Who was most affected by pandemic learning loss?

As previously mentioned, students in high-poverty school districts were disproportionately affected by pandemic learning loss—a disturbing revelation that indicates a widening of the achievement gap along socioeconomic lines. In general, students age K-3 were also hit particularly hard—namely because “that group needed the most help with virtual learning and their learning was dependent on if the parent had the time, technology, and resources (the more children at home, the fewer individual resources),” explains Roggeman.

What does pandemic learning loss look like?

Statistics aside, you might be wondering how you can recognize signs of pandemic learning loss in your own child. Per Roggeman, teachers have now coined the informal label, “Covid Kids” to refer to a litany of issues in students of all ages that teachers are now addressing. The list includes:

  1. Early elementary kids who do not know all of their letters or sight words.
  2. New behavior issues because students did not have the Social Emotional Learning that each year builds upon. An example of this is that some incoming freshmen never had a “normal, ongoing” junior high or middle school experience, so they are not familiar with things like not having a homeroom teacher, passing periods, managing their own schedules, behaving at the maturity level that was previously expected, etc.
  3. Issues with speaking and listening skills that kids acquire in a whole group setting.
  4. A larger number of students who have not been exposed to or mastered the previous year’s standards and, thus require more precious academic time relearning what they should have already learned.

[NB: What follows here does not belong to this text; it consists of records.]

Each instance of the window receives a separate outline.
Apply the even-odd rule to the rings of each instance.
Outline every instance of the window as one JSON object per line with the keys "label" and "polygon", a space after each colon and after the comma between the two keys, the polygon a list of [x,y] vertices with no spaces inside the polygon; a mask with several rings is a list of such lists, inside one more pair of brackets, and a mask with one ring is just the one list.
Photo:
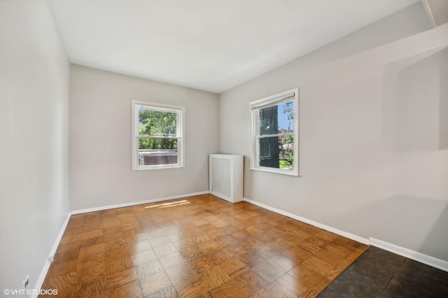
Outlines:
{"label": "window", "polygon": [[132,171],[183,166],[185,108],[132,101]]}
{"label": "window", "polygon": [[250,103],[251,169],[299,175],[298,88]]}

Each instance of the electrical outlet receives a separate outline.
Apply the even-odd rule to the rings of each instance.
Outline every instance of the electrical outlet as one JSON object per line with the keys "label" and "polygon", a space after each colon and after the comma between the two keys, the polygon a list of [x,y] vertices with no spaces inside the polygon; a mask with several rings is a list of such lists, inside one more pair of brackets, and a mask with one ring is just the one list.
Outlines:
{"label": "electrical outlet", "polygon": [[27,277],[25,277],[25,279],[23,280],[23,281],[22,282],[22,285],[23,286],[23,288],[26,288],[27,285],[28,285],[28,283],[29,283],[29,275],[27,275]]}

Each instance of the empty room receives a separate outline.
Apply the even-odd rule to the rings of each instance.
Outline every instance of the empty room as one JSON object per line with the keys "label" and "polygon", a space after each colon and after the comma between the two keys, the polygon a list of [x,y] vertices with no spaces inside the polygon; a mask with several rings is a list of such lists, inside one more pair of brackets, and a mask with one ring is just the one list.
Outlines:
{"label": "empty room", "polygon": [[0,295],[447,297],[447,82],[446,0],[0,0]]}

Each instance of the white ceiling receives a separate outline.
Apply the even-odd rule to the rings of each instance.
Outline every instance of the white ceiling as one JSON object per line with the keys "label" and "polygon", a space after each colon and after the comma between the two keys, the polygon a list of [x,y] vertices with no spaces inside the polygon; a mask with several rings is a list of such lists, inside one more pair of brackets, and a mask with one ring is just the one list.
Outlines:
{"label": "white ceiling", "polygon": [[419,0],[50,0],[70,61],[220,93]]}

How parents can help kids recover from pandemic learning loss

If you notice your child is struggling in ways they didn’t used to—be it because of new attention-related or social-emotional issues, or just the subject matter itself—it’s important to take action. Here’s what the expert suggests:

1. Pay attention

Roggeman emphasizes that parents know their children better than anyone else, which is why it’s so important for them to be on the lookout for any new school behavior in their kid. Examples include procrastinating on a writing project when that was never a problem in the past, having to reach out more frequently to friends for help with homework, expressing feelings of discomfort or embarrassment when it comes to asking questions or approaching the teacher (and the list goes on).

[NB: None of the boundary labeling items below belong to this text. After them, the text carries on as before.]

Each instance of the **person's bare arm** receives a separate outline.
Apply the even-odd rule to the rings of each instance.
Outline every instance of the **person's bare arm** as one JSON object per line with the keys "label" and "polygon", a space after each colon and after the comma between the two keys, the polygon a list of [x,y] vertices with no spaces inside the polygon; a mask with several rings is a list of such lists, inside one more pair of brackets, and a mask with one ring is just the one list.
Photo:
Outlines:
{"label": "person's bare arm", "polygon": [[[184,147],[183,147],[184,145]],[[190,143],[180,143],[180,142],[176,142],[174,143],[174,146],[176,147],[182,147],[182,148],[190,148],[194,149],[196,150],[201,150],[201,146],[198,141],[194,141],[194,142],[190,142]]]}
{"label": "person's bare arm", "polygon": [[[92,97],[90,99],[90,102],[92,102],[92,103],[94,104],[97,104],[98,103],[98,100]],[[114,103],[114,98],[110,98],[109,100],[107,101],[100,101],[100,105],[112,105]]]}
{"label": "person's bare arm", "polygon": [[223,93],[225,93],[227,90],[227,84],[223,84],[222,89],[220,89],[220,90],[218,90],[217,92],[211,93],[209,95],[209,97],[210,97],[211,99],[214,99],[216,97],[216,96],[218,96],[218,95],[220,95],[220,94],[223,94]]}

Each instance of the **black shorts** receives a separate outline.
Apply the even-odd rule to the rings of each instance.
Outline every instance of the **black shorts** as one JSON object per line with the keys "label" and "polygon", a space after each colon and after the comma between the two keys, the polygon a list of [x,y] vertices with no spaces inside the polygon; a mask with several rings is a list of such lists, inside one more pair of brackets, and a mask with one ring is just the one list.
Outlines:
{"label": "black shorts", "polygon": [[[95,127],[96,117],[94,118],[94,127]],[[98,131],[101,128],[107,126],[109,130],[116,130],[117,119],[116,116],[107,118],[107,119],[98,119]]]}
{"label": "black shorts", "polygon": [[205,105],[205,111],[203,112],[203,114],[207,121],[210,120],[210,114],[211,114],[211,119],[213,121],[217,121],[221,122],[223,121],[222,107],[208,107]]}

2. If you see something, say something

Once you have noticed an issue, don’t waste any time reaching out to the teacher, as this will help them get to know your child. “Talk about what you are seeing and how your child has historically fared in the classroom. And then, STAY connected to your child’s teacher. Ask for evidence of progress. Ask how you can support your child at home," Roggeman urges.

Ultimately, the task of helping kids recover from pandemic learning loss requires a coordinated effort from parents and teachers. For this reason, Roggeman recommends that parents make it their business to know what goes on in the classroom, so long as they do so in a way that doesn’t come across as accusatory or punitive.

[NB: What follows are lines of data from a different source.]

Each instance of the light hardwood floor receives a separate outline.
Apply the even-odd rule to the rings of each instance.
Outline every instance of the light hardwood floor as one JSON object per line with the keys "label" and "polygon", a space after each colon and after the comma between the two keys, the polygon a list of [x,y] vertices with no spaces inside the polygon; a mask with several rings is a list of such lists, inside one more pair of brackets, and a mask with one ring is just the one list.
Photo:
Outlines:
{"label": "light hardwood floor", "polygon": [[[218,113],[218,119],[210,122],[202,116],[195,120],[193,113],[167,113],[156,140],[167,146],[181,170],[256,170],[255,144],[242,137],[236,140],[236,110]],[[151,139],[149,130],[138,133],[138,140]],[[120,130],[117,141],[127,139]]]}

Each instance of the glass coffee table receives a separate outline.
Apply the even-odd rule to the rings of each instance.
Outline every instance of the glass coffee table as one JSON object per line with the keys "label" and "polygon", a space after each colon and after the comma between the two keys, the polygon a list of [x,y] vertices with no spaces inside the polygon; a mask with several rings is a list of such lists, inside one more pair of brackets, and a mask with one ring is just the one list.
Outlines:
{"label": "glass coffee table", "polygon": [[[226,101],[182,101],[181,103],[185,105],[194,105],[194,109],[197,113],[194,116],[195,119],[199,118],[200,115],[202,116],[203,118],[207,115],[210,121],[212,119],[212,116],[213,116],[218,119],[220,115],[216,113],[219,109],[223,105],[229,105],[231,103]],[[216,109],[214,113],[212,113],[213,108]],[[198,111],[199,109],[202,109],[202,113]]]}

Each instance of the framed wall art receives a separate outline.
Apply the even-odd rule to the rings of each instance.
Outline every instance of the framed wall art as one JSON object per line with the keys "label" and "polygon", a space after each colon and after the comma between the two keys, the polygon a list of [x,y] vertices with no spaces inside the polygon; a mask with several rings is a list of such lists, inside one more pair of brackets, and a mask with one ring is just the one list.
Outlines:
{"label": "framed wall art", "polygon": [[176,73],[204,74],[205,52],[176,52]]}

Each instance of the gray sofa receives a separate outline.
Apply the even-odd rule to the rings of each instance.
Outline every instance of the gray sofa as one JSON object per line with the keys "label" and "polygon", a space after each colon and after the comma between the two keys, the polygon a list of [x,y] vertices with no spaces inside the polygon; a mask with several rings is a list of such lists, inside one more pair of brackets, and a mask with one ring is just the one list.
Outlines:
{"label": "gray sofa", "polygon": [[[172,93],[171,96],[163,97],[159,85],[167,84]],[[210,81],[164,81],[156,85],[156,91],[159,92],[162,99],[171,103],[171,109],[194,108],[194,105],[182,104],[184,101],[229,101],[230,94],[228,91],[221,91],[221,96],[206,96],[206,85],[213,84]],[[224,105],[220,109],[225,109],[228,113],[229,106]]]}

3. Create a supportive learning environment at home

We’re all grateful that our kids are no longer spending the school day on Zoom calls at a makeshift desk in the living room…but the home environment makes a big difference, nevertheless. Roggeman says that parents can demonstrate how much they support their child’s academic life in simple ways, like by turning off the TV when it’s homework time, encouraging physical activity and play time when a kid needs to take a brain break and otherwise helping kids manage their stress by keeping school demands in perspective.

4. Read, read, read

One more suggestion from the expert, and an emphatic one at that: “Keep your child READING. Reading improves achievement across the board.” Roger that.

The takeaway

Pandemic learning loss is real, yes—and there’s a good chance you might be seeing the symptoms of it in your own child. That said, the lapse in academic growth is not a permanent condition, says Roggeman: “Just as with any healing, this too can be overcome. Expect this healing to take a bit of time, and not all kids will recover at the same pace, but heal they will.”